Она усмехнулась. «Маленькая смерть». Так французы называют оргазм. La petite mort.
– Я знаю, – он покраснел, как школьник. – Но это не только… Не только это. Любой выход души из тела, какой-то части души. Сон, бред, видение. Даже смех.
– Смех?
Она снова усмехнулась. Тяжело откинулась на спинку дивана.
– Хочешь сказать, – слегка потянулась, – когда создавалась Ева, Адам смеялся?
– Смех – это тоже экстасис, выход за пределы себя, выталкивание себя из себя, своего воздуха, своего духа. Адам был… как бы беременен Евой. Она уже была в его теле, в его душе. Ведь Адам – это по-древнееврейски земля. Мне… один друг говорил.
Она знала, кто был этот друг.
– А Ева – значит жизнь. Земля порождает Жизнь. – Сожженный улыбнулся. – Но для этого Адам должен был войти в это состояние, экстасис. Точнее, не сам вошел… ну, всё сказано. И навел Господь на человека. Чтобы родить, нужно потерять самого себя…
Снова начал листать.
– Страница двадцать семь, – подсказала она с дивана.
Он кивнул, но всё не мог найти нужное и листал, листал… Она вышла во двор.
Нет, они уже не в Самарканде.
Она бежала из Самарканда, и он с ней. Оставив дом, собак и высаженные цветы.
Всё это произошло через полгода после того, о чем шла речь выше.
За эти полгода произошли следующие достижения. Первое. Она перестала быть беременной. Просто перестала; подробностей не нужно.
Да, были роды. Роддом? И роддом был. И что? Ничего. Не совсем, конечно, ничего. Что-то потом, наверное, утилизовали, биологический материал… Но она об этом тогда не думала. Вместо нее думала боль.
Когда она пришла в себя, то есть стала думать сама, без участия боли и ужаса, то вдруг даже как-то успокоилась. Поглядела на всё глазами ангелов, как говорил Сожженный. Может, не ангелов, но каким-то чужим и смеющимся взглядом.
Она ведь не хотела детей? Теперь ясно, что это нехотение было разумным… Она даже попыталась улыбнуться, но вместо этого снова завыла. Но это уже были последние остатки воя. Прежняя Анна, рассудительная, спокойная и немецкая, возвращалась к ней.
Сожженный ходил эти дни как мертвый. Еще пытался ее успокаивать.

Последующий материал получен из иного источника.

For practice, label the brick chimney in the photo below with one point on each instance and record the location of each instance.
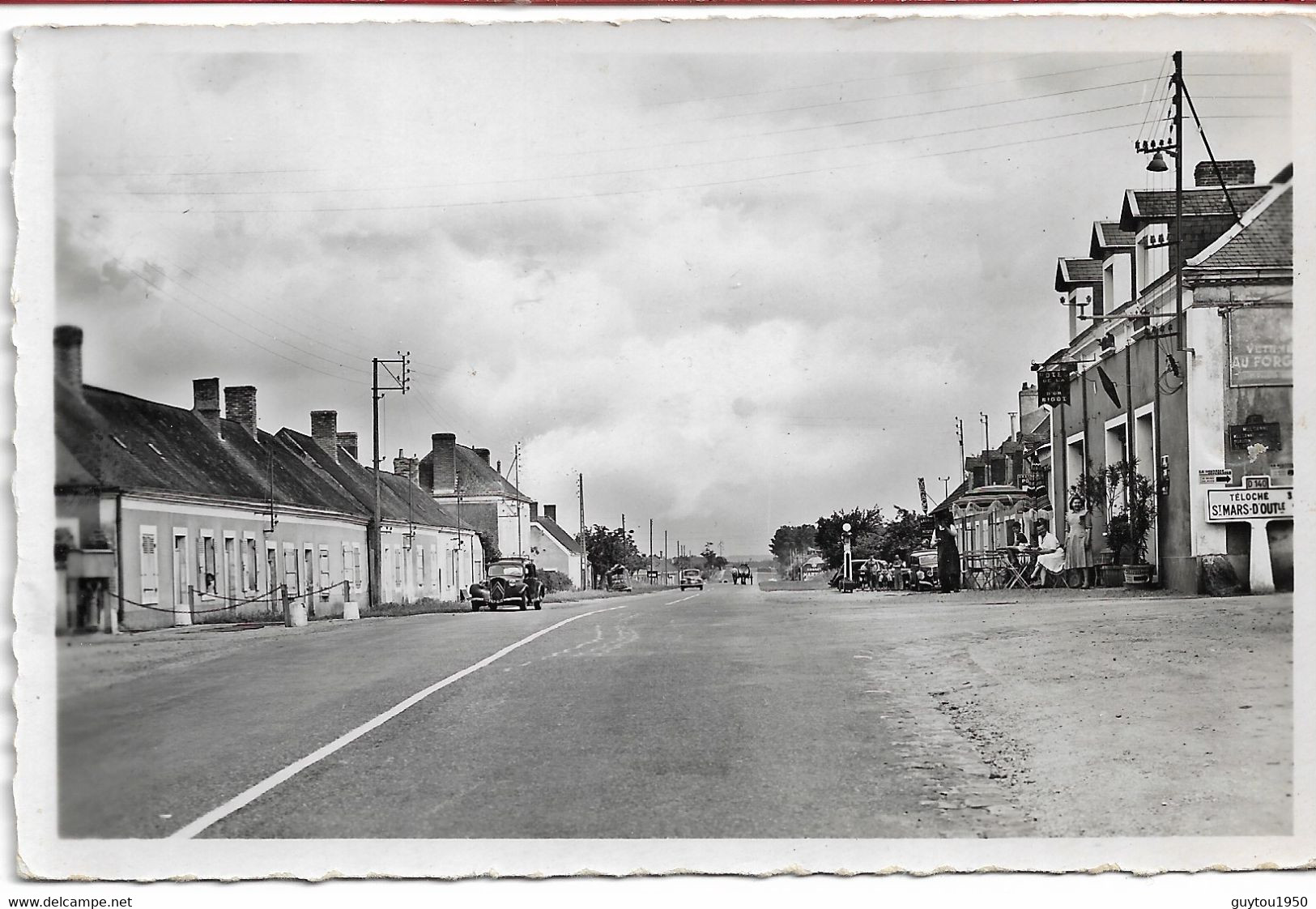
(1236, 173)
(206, 402)
(1027, 401)
(444, 456)
(407, 467)
(69, 356)
(324, 429)
(347, 442)
(240, 408)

Через пару недель сам оказался в больнице. Да, всё с тем же, с головой.
Тогда она поняла, что из них двоих кто-то должен быть здоровым. Сожженный со своей опухолью на эту роль не тянул. А она уже поправилась. Даже зарядку один раз сделала. «Надо жить… – говорила себе, приседая. – Надо жить… жить…»
Чтобы жить, нужно было уехать из Самарканда. Сожженный этого не понимал. А она – понимала. Город выталкивал ее из себя.
Она вспоминала ту ночь возле гробницы Тамерлана. Вспоминала ночь, когда Матвей лежал рядом и рассказывал ей свои охотничьи сказки и она чувствовала животом его дыхание. Слишком много мертвых, не правда ли?
Ей снова стало не хватать пространства. Просыпаясь каждое утро в одном и том же городе, 39 с чем-то градусов северной широты и 66 с чем-то восточной долготы, площадью 123 с чем-то квадратных километров, она задыхалась.